Question

help!!

Answer 1

show that the sequence \[X _{n}= \sum_{k=1}^{n} \frac{ 1}{ k } -Log(n+1) \]

where, n is grater and equal than 1

Answer 2

wt is ur question

Answer 3

i need to show that the sequence is convergent. Can anyone show me which way do i need to follow..

Answer 4

Is that \(-\log(k+1)\)?

Answer 5

no, log(n+1)

Answer 6

OK. Did you try to see the integral?

Answer 7

no, but i think limit would be helpful. but i am not sure.. what is your idea ?

Answer 8

Do you know the integral test for convergence?
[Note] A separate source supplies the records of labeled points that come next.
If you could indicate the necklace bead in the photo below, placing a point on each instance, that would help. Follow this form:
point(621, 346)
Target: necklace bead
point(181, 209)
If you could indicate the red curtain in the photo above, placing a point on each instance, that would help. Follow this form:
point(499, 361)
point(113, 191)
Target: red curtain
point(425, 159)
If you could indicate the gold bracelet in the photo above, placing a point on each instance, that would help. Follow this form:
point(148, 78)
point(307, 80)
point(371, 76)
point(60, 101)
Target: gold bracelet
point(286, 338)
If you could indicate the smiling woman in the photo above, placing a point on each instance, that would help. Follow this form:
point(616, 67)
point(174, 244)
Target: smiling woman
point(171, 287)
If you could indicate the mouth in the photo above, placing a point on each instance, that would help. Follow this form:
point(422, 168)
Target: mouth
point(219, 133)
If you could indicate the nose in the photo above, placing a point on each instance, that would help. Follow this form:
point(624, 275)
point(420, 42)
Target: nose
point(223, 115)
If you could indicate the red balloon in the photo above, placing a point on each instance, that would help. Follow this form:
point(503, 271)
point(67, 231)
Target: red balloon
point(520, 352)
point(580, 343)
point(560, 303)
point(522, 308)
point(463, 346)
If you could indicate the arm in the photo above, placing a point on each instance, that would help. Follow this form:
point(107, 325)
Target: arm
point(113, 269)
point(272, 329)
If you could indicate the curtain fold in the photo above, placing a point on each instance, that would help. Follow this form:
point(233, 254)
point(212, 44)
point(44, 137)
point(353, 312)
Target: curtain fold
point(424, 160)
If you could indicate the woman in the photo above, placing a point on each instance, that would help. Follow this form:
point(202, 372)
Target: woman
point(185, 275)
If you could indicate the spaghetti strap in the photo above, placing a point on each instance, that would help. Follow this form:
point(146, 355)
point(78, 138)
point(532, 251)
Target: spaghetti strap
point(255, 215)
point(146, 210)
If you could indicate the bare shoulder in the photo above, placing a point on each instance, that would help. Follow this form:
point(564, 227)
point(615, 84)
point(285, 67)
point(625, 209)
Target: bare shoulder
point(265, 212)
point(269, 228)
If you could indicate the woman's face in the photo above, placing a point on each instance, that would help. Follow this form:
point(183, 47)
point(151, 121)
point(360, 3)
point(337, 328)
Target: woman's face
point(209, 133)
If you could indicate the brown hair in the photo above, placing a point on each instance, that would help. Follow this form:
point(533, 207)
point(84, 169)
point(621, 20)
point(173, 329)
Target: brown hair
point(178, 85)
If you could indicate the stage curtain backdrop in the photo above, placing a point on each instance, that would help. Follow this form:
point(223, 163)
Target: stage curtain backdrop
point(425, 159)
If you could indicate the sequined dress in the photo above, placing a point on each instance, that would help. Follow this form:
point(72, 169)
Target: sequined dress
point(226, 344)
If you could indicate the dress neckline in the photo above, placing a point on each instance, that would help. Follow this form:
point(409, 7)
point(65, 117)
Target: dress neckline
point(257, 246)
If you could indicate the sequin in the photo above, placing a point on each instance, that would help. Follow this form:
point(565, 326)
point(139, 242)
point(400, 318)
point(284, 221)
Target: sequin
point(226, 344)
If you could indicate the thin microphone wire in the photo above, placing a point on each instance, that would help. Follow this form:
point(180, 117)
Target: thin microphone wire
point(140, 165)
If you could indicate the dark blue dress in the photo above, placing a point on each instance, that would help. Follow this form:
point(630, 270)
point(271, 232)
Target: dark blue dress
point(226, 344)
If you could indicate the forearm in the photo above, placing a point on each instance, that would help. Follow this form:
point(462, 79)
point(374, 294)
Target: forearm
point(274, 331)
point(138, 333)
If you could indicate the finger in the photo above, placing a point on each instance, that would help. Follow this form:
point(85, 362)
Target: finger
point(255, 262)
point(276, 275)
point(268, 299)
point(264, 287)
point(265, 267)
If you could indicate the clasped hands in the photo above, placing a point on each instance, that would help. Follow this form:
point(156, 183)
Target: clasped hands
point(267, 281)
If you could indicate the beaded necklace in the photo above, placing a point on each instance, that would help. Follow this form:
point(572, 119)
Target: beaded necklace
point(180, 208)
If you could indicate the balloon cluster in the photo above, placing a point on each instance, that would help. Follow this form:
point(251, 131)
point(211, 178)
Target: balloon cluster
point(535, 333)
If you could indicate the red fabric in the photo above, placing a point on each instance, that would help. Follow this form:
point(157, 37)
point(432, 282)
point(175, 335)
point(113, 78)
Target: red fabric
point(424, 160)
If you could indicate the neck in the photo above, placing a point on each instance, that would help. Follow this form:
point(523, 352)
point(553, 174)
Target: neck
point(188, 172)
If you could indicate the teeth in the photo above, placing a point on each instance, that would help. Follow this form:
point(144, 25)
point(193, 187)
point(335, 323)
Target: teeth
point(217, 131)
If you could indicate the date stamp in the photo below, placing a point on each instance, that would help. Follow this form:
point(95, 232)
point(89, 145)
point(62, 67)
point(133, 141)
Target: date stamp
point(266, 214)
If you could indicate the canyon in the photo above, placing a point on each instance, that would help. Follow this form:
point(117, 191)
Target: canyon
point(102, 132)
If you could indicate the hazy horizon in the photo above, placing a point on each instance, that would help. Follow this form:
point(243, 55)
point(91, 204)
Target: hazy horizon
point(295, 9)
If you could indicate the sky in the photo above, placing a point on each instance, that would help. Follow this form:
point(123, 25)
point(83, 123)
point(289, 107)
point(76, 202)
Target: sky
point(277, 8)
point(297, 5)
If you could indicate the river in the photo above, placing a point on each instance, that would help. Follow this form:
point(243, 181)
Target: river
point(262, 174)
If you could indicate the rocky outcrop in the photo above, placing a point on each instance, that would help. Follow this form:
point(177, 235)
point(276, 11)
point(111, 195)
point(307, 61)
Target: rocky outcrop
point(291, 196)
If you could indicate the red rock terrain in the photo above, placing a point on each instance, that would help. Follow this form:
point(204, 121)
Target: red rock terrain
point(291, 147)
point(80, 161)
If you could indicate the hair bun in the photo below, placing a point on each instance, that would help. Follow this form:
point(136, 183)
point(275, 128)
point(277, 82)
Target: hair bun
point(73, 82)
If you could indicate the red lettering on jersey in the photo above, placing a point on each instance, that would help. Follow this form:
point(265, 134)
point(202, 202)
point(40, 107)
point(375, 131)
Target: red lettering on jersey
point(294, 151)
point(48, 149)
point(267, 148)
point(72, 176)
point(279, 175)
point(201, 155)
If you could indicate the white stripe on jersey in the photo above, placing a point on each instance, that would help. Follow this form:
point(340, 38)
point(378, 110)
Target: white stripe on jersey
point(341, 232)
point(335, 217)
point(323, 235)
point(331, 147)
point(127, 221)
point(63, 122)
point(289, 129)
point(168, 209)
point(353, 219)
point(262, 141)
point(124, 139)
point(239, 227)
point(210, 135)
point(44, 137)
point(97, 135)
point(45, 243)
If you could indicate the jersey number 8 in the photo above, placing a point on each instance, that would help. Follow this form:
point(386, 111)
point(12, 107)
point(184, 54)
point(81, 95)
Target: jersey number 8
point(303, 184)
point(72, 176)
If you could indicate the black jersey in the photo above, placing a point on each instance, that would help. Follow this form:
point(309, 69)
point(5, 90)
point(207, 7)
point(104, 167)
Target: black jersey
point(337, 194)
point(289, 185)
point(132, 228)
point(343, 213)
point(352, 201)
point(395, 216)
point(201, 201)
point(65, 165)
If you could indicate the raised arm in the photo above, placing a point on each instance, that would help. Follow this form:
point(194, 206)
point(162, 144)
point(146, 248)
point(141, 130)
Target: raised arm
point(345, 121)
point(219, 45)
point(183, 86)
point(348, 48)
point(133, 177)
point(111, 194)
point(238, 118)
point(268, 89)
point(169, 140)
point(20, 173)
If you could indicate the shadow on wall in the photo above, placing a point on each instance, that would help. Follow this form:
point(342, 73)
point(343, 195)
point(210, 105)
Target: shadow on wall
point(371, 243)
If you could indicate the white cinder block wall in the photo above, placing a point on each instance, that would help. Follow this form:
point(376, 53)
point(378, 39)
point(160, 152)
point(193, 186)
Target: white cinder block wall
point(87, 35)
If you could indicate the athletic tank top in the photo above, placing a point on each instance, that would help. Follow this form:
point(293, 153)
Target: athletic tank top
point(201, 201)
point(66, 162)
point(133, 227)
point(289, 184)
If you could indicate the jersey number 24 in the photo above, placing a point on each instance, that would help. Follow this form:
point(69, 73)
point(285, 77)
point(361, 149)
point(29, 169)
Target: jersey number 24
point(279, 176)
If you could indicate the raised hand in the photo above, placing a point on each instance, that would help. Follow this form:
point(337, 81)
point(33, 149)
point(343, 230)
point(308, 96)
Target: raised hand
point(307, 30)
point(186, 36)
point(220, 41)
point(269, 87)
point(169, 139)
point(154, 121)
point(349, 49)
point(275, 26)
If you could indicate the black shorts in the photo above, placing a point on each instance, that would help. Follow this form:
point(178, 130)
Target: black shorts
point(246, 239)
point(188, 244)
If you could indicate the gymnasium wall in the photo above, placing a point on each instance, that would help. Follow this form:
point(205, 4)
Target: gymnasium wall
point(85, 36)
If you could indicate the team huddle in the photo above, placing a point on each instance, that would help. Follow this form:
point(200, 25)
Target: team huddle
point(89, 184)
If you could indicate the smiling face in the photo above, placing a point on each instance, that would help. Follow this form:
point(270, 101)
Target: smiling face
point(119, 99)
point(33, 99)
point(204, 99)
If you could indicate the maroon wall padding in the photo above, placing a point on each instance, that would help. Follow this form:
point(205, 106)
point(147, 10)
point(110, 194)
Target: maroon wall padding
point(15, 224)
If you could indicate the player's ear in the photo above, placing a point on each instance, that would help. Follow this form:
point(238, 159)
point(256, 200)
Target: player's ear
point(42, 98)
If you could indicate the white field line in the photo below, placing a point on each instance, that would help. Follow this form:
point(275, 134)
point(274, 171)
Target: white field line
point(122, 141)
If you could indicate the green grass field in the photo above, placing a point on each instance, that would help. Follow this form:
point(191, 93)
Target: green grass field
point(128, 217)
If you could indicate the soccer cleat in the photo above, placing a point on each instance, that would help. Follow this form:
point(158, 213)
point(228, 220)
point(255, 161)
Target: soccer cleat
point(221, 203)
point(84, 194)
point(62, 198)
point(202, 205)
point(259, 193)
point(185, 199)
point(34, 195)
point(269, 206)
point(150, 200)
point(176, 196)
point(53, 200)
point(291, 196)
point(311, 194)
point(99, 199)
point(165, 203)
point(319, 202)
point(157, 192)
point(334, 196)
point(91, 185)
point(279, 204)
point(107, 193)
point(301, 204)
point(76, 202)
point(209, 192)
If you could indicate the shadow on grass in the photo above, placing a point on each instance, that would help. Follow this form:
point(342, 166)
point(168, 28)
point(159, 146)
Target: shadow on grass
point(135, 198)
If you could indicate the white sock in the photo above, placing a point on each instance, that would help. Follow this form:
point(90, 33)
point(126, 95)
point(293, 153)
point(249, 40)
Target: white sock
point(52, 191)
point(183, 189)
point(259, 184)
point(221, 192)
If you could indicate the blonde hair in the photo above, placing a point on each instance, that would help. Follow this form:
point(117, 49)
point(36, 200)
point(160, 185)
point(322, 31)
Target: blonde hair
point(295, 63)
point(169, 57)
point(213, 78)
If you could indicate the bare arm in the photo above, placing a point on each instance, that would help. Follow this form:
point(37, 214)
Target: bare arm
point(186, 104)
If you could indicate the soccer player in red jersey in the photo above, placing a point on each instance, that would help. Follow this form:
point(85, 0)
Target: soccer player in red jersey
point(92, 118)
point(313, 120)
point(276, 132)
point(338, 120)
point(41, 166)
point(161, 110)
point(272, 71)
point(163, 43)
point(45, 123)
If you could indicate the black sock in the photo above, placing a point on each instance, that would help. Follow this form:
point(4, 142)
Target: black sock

If an integral exists with the same limits, then a sum does too.

Answer 9

Wait, is the -log(n+1) part inside or outside of the summation?

Answer 10

OP says it's not \(\log(k + 1)\), so must be outside.

Answer 11

Well, not necessarily. It would just be trickier lol.

Answer 12

Oh, yes. lol

Answer 13

what is integral boundary? 1 to n ? or 1 to infinite ?

Answer 14

If you want to show that it is convergent, 1 to infinity.

Answer 15

so what about log(n+1) part.. if n goes to infinite then, log term goes to infinite as well ..

Answer 16

That's what I was thinking.

Answer 17

also, sum part is divergent as i know, if n goes to infinite.

Answer 18

Yes, that's why I think that the \(\log(n + 1)\) is outside. It's giving me the right result.

Answer 19

so,it is weird but, that two divergent terms cancel each other,, ? :S

Answer 20

If you draw a picture it should be clear why they "cancel".

Answer 21

\[-\log{(n + 1)} + \int_{1}^{n } \dfrac{1}{n}dn\]\[-\log(n + 1) + \log(n) = \log(n/n+1)\]\[n \to \infty \implies \log(1) = 0\]

Answer 22

Whoops.

Answer 23

\[\int_{1}^{n} \dfrac{1}{k}dk\]

Answer 24

Yes, that's it. lol.

Answer 25

Here's a picture of your series. The parts that are above the curve start to decrease.\[\sum \dfrac{1}{k} = \int \dfrac{1}{k}dk + \sum \rm parts ~above~the~curve\]
https://upload.wikimedia.org/wikipedia/commons/6/67/Integral_Test.svg

Answer 26

It's clear that as you approach infinity, the area above the curve will be zero. So the sum of the "parts above the curve" converges.

Answer 27

so both two terms are convergences .. ?

Answer 28

Actually if you draw it like this: then you can definitely say \[\int\limits_1^n \frac{dk}{k} \ge\sum_1^n\frac{1}{k}\] then just subtract off ln(n+1) from both sides and take the limit like you just did. Sorry to interrupt!